Un pilota che non c’è più vince su un circuito che non si usa più. Eppure quella gara di 40 fa ad Anderstorp, in Svezia, è uno dei più grossi spartiacque del motociclismo moderno. Per tanti motivi il Motomondiale del 1976 è stato un punto di svolta. Il primo ha un nome e un cognome: Barry Sheene. Quell’anno, era davvero il più forte di tutti. Più forte del destino che l’anno prima alla 200 Miglia di Daytona per poco non se lo porta via, quando la gomma posteriore della Suzuki 750 scoppia e lui cade a 280 all’ora, spaccandosi quasi tutto. I medici gli consigliarono di ritirarsi, lui soltanto due mesi dopo era in sella, pur con una gamba claudicante che gli impediva di spingere la moto.
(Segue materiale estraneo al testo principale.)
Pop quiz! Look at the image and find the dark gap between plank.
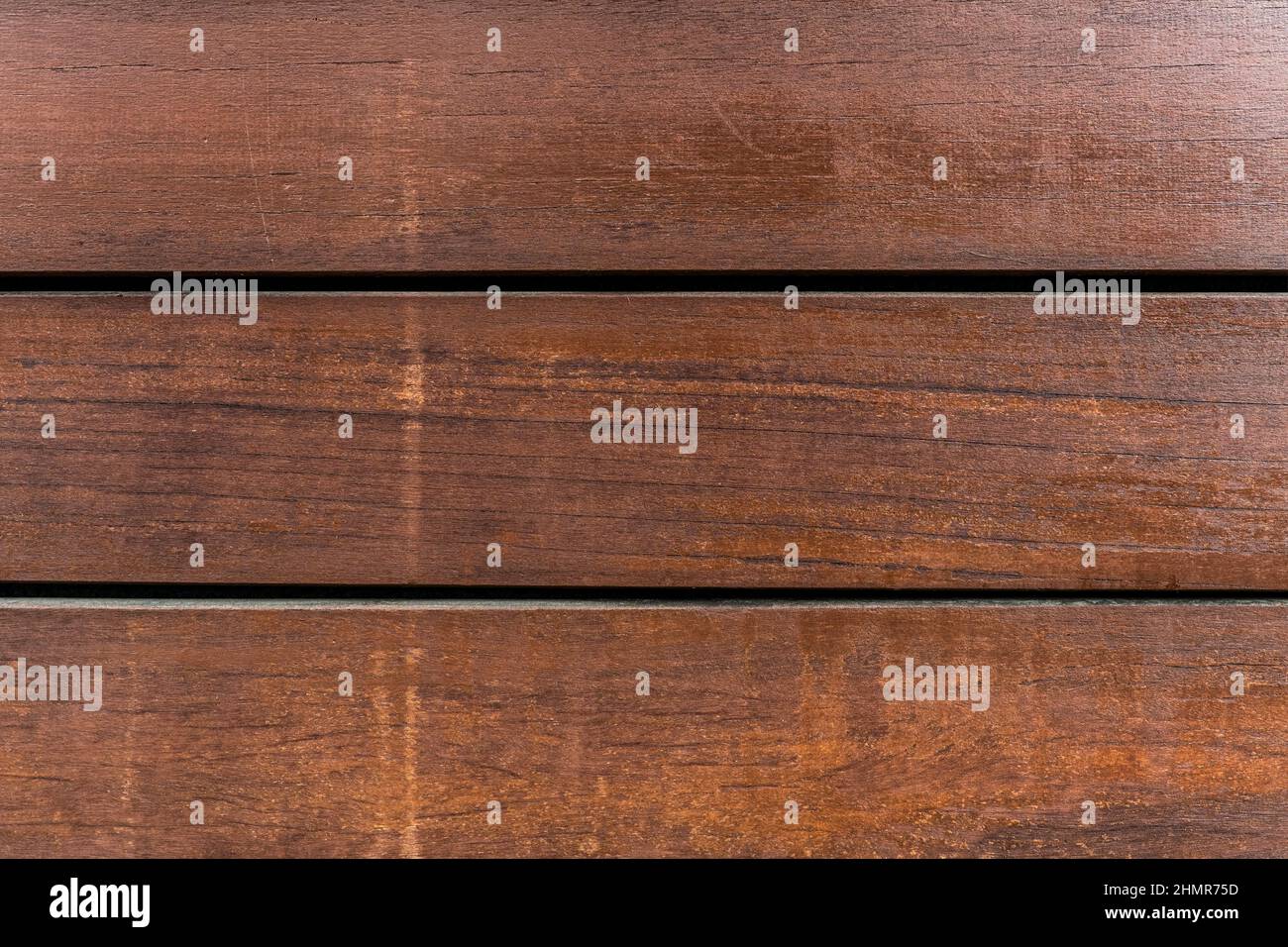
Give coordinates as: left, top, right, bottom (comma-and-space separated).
0, 582, 1288, 605
0, 269, 1288, 294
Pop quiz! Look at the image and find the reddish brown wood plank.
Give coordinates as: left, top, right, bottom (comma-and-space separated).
0, 294, 1288, 588
0, 0, 1288, 270
0, 601, 1288, 857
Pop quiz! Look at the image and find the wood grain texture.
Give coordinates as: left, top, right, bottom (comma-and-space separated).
0, 0, 1288, 270
0, 294, 1288, 588
0, 603, 1288, 857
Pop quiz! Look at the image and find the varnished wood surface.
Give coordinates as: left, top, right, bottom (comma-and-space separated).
0, 0, 1288, 271
0, 601, 1288, 857
0, 294, 1288, 590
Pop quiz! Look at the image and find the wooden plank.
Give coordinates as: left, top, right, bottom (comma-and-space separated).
0, 294, 1288, 590
0, 600, 1288, 857
0, 0, 1288, 271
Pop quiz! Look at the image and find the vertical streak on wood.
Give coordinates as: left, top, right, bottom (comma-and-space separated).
368, 650, 402, 858
399, 648, 424, 858
400, 305, 426, 581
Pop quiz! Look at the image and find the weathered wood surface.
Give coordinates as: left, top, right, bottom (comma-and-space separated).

In quel Mondiale di 40 anni fa l’inglese vinse tutte le gare che contavano: tripletta all’esordio (Le Mans, Salisburgo e Mugello), vittoria ad Assen, secondo a Spa a 7 secondi da John Williams e primo in Svezia. Una vittoria che valse il primo titolo con tre gare di anticipo. Non ebbe nemmeno bisogno di correrle.
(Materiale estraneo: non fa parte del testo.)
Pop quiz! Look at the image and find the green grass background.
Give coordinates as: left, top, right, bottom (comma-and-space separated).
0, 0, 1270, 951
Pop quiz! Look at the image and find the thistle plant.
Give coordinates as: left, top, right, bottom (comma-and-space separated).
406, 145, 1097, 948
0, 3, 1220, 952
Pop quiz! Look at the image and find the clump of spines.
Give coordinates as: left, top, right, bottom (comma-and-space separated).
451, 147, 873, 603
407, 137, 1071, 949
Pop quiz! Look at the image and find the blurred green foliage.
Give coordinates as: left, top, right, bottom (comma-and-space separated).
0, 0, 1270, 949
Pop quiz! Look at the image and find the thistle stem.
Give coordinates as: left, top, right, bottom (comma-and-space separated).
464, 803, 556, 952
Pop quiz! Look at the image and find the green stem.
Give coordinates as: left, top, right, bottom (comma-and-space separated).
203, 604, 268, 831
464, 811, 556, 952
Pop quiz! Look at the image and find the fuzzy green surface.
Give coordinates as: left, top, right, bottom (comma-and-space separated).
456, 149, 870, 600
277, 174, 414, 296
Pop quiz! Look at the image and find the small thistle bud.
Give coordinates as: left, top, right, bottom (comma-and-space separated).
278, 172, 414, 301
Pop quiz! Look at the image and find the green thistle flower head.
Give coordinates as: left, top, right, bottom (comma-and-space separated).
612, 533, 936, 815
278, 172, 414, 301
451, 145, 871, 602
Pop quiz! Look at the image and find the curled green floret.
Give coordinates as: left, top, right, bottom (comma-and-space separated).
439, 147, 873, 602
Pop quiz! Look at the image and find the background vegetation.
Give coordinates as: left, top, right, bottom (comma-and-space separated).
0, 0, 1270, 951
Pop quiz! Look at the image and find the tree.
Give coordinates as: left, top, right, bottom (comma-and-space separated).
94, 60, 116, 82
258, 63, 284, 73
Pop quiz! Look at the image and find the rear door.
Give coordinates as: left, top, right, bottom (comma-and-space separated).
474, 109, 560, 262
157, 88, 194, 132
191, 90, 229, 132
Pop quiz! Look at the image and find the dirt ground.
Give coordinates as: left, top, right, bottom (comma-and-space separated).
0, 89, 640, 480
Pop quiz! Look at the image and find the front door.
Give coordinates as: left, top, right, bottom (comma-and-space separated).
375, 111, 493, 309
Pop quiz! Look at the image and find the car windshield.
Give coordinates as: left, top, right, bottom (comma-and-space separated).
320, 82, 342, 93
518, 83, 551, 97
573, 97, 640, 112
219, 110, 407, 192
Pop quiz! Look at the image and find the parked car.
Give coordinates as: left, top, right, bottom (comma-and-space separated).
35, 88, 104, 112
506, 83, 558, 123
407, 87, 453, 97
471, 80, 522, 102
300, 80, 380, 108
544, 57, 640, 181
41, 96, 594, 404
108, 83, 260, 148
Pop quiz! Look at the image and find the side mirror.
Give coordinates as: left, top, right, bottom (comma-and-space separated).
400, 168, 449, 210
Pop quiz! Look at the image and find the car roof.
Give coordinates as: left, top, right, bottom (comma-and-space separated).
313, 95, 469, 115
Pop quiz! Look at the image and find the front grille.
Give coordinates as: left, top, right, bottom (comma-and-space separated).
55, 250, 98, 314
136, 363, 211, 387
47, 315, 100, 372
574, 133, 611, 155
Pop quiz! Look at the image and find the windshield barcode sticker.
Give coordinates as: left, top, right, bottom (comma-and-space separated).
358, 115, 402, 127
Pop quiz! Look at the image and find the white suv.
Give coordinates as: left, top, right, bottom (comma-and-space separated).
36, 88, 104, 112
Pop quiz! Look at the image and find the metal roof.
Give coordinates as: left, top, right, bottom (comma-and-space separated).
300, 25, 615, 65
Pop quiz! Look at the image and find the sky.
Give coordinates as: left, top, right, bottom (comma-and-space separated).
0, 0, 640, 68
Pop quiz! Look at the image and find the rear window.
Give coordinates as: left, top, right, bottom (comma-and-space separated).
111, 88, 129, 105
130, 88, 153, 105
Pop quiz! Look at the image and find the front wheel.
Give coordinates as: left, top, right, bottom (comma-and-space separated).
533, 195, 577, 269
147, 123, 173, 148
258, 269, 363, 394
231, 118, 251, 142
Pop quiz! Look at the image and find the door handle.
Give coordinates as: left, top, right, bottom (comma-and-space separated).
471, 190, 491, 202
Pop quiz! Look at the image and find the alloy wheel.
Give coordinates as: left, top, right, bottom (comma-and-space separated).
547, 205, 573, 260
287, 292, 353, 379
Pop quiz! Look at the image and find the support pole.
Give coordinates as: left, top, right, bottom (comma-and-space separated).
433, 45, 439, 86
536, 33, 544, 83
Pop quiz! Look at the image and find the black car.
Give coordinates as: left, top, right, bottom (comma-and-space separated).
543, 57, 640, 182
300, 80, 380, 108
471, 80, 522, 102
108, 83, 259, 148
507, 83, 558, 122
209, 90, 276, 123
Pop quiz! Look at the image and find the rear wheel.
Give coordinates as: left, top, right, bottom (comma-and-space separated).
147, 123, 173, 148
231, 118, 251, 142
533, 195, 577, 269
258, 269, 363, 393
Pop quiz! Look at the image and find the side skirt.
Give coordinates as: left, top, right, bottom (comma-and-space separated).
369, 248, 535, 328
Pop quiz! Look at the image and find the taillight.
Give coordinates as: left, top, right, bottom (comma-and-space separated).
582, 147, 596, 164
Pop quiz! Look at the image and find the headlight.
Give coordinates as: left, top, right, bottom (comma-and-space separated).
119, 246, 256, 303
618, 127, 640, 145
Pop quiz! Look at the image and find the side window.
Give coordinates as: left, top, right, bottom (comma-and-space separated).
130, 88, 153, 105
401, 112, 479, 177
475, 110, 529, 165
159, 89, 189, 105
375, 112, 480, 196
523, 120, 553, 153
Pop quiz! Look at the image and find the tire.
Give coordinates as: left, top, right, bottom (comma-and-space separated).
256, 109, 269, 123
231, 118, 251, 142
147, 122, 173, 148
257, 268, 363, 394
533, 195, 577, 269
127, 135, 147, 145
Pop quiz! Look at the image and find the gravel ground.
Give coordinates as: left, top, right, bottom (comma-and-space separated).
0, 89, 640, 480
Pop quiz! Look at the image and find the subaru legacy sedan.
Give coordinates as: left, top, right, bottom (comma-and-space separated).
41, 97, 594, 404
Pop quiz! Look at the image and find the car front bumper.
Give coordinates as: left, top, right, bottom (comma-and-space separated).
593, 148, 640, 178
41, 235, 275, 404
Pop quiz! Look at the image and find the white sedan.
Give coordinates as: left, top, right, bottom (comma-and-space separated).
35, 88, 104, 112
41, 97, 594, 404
COPPIA PERFETTA Per lui è l’inizio di un ciclo. Il trionfo con la Suzuki RG500 sancisce l’inizio del suo magico biennio. E anche il cambio radicale nell’evoluzione della tecnica, anticipata dalla vittoria dell’anno precedente di Agostini su Yamaha: le moto giapponesi a due tempi avevano scalzato le ormai datate MV Agusta a quattro tempi. La Suzuki in particolare inizia con Sheene e proseguirà con Kenny Roberts, Marco Lucchinelli e Franco Uncini una lunghissima striscia di successi. E negli anni successivi il dominio nipponico proseguirà senza sosta: tra 500 e MotoGP l’unico anno in cui un costruttore non giapponese ha conquistato il Mondiale è stato il 2007, con Ducati.

CAMBIO DI GENERAZIONE
Iil 1976 è l’anno che ha cambiato per sempre il mondo delle moto anche perché Barry Sheene vinse tutte le gare che contavano, ma decise di non correrne alcune quando ancora era in lizza per il titolo. Come il Tourist Trophy dell’Isola di Man, che dopo quell’anno – e in seguito al boicottaggio messo in atto dai piloti di maggior spicco per la sua pericolosità – lascia il Motomondiale. Il 1976 è anche l’ultimo anno in cui corre Phil Read. E lascia l’ultimo segno nel GP Germania in 500 il vecchio leone Giacomo Agostini.

PERSONAGGIO
Con la sua guasconeria e i suoi modi sopra le righe, Barry Sheene era diventato di per sé stesso l’evento, l’attrazione principale. Era il nuovo che avanzava e aveva fatto ben presto dimenticare i dinosauri delle due ruote che sì avevano vinto molto, ma erano sempre uguali a sé stessi. Fu il primo pilota a indossare vistose tute da gara e il primo a voler tenere sulla carena della propria Suzuki il suo numero di gara, il 7, invece dell’1 che veniva assegnato al campione in carica. A chi lo accusava di fare una vita brillante, rispondeva: «Sono abituato a prendermi tutti i gusti della vita. Mi piacciono le macchine comode, la musica, le ragazze. E le corse. Non vedo perché dovrei rinunciare a qualcosa». Un grande pilota e soprattutto un osso duro, capace di rialzarsi dopo molte cadute e infortuni gravi. Una volta il suo biografo Iam Beacham li mise in fila: 4 volte la caviglia sinistra, due la destra, gamba destra, gamba sinistra, nove costole, due dita, entrambe le clavicole, avambraccio, sette vertebre schiacciate. Venne operato così tante volte che – narra la leggenda – le placche di metallo che aveva nel corpo in ogni aeroporto facevano impazzire i metal detector. Ma più di ogni altra cosa, è stato un personaggio anni prima che sulla scena arrivasse Valentino Rossi.